Post by Don » Tue Jul 02, 2013 9:12 pm

bob wrote:
Laskos wrote:
Don wrote:
The textbook definition is idealized so that it's easy to reason about formally. Usually what one does is takes some serial problem such as sorting, n-body simulation or some other things and then speed it up on multiple processors. That is FAR easier to reason about because the only variable is speed which is trivially measured and it's also the easiest to deal with formally.

But often, even in the case of pure speed, you will choose a different algorithm if you intend to run it on multiple processors. The algorithm you choose may be just as good or perhaps not quite as good but have much more parallelism to exploit. I think even Bob should understand this but I'm not sure that he does.

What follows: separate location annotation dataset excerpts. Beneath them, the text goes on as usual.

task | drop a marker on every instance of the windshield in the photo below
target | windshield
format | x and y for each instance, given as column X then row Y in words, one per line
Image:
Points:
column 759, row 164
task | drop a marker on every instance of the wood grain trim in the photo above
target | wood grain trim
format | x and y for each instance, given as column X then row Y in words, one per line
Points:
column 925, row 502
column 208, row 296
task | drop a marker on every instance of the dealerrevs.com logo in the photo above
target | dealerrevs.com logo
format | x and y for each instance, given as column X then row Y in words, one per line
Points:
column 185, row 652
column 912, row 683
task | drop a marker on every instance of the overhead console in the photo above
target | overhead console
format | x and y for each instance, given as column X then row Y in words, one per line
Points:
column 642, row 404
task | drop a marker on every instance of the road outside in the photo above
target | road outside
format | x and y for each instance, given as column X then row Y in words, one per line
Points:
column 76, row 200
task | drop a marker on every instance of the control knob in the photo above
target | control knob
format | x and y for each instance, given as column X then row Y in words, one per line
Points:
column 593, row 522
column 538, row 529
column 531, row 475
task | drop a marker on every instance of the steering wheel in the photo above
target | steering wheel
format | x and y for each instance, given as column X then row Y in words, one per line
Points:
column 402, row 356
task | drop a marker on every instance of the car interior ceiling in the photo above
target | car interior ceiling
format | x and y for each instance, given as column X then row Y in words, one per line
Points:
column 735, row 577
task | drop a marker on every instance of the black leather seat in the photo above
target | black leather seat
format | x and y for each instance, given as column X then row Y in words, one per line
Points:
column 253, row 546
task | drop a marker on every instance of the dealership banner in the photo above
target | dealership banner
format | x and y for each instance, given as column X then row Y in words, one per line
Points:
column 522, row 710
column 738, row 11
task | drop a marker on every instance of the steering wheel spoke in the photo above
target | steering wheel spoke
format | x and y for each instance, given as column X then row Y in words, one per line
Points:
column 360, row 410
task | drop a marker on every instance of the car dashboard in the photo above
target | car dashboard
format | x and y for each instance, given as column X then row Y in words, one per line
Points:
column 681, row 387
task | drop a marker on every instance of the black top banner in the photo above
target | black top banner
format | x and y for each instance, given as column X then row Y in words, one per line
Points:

The MIT Cilk team chose a different sort algorithm for example that was not quite as efficient as the unix sort routing but was more amenable to parallelism. They did this as a kind of demo project to show off Cilk a long time ago. Of course they didn't make any claims that they "sped" up shell sort with MP, but they did speed up the sort utility more than they could have if they had tried to parallelize the shell sort that was in the "sort" utility.
I don't think we even got to this point of the discussion yet, here we will be stuck forever with Bob. It was just a matter of what metric to use to measure SMP efficiency as defined by Bob. I can pass here, as it's not so important, and a matter of definition, the important thing is spelled by you in the above paragraph.
But chess has a metric that is far more appropriate here than speed and that is ELO. It's a lot more awkward to reason about formally and much harder to measure and it's also not easily treated in a formal way mathematically. I think Bob is taking the point of view that it is not relevant unless it has these characteristics or else he just wants to bicker about some formal definition that only he cares about.
Yes, I will abandon the argument on this, I just wanted to show that the manual or his definition is flawed, for example 1->4 core speedup of 0.8 having larger "efficiency" than 1->8 core 1.2 speedup. Then, for chess, all these scalings need logarithms to transform into Elos or plies.
Strawman argument, however. NOBODY is trying to scale to depth or Elo, directly. Step one is "how much faster can I go?" I am 100% certain that if you increase the speed of a processor 1%, my program gets stronger. How much stronger? That's a point where one might measure via test games. But faster = stronger, without exception, until we reach the end of the game. Can you gain Elo by going wider? Maybe or maybe not. If going wider slows you down, you have a gain and a loss that have to be measured. And combined.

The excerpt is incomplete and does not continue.